A businessman has won a three-year legal battle against a surveyor who did not warn him the house he was buying was below a busy airport flight path.

Yesterday, Graham Farley had his £10,000 damages for negligence, awarded by a High Court judge in 1999, reinstated by the House of Lords, which overturned rulings by the Court of Appeal that the surveyor could not be held responsible.

Mr Farley, who owned a flat in London, a house in Brighton and overseas properties, was thinking about retiring in 1990 while he was still in his 30s and set about seeking what Lord Steyn called a "gracious country residence", Riverside House in Blackboys, near Uckfield, 15 miles from Gatwick Airport.

The Law Lord said the house was in the middle of the countryside, there was a stream running through the grounds, which comprised a croquet lawn, tennis court, orchard, paddock and swimming pool.

He said: "There was one question mark over the transaction. For the plaintiff, a property offering peace and tranquillity was the raison d'etre of the proposed purchase."

So Mr Farley employed local surveyor Michael Skinner, asking him to report specifically on whether the property would be affected by aircraft noise.

Mr Skinner, who practices as MS Associates in Hurstpierpoint, told him it was "unlikely that the property will suffer greatly from such noise, although some planes will inevitably cross the area depending on the direction of the wind and the positioning of the flight paths".

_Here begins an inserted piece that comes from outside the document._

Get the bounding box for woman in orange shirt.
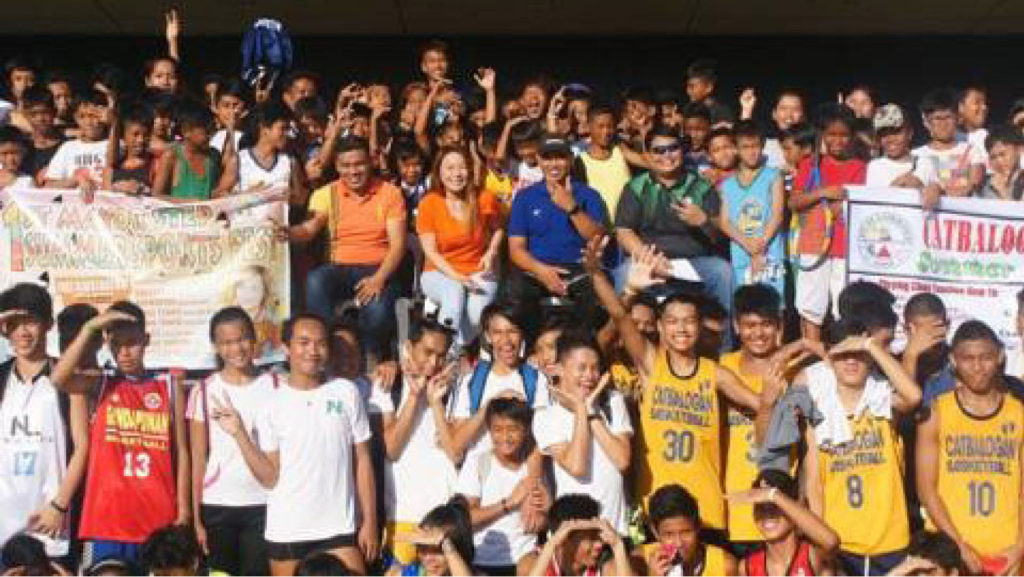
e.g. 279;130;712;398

Reassured, Mr Farley bought the house for £420,000 in 1991 and spent £125,000 on modernisations. But when he moved in, he discovered his home was near a main navigation beacon, the Mayfield Stack.

Lord Steyn said: "At certain busy times, aircraft waiting to land at Gatwick would be stacked up, maintaining a spiral course around the beacon until there was a landing slot at the airport."

Mr Farley took legal action, and in 1999 Judge Peter Baker ruled that he could not claim for alleged reduction in the house's value but was entitled to damages for nuisance because the surveyor had been negligent.

The surveyor took the case to the Court of Appeal, which had to hear the case twice when the first bench of two judges failed to agree. At the second hearing, two of the three judges ruled the award of damages was "contrary to principle" and allowed the appeal.

Lord Steyn, whose ruling was endorsed by Lords Browne-Wilkinson, Clyde, Hutton and Scott of Foscote, said Mr Farley had made it clear to the surveyor that the impact of aircraft noise was important to him and that this was part of the contract between them. He said if the law was that a professional man could please himself, whether or not he complied with a promise made in a contract, it would be "seriously deficient".

Lord Steyn said the award of £10,000 for nuisance should stand.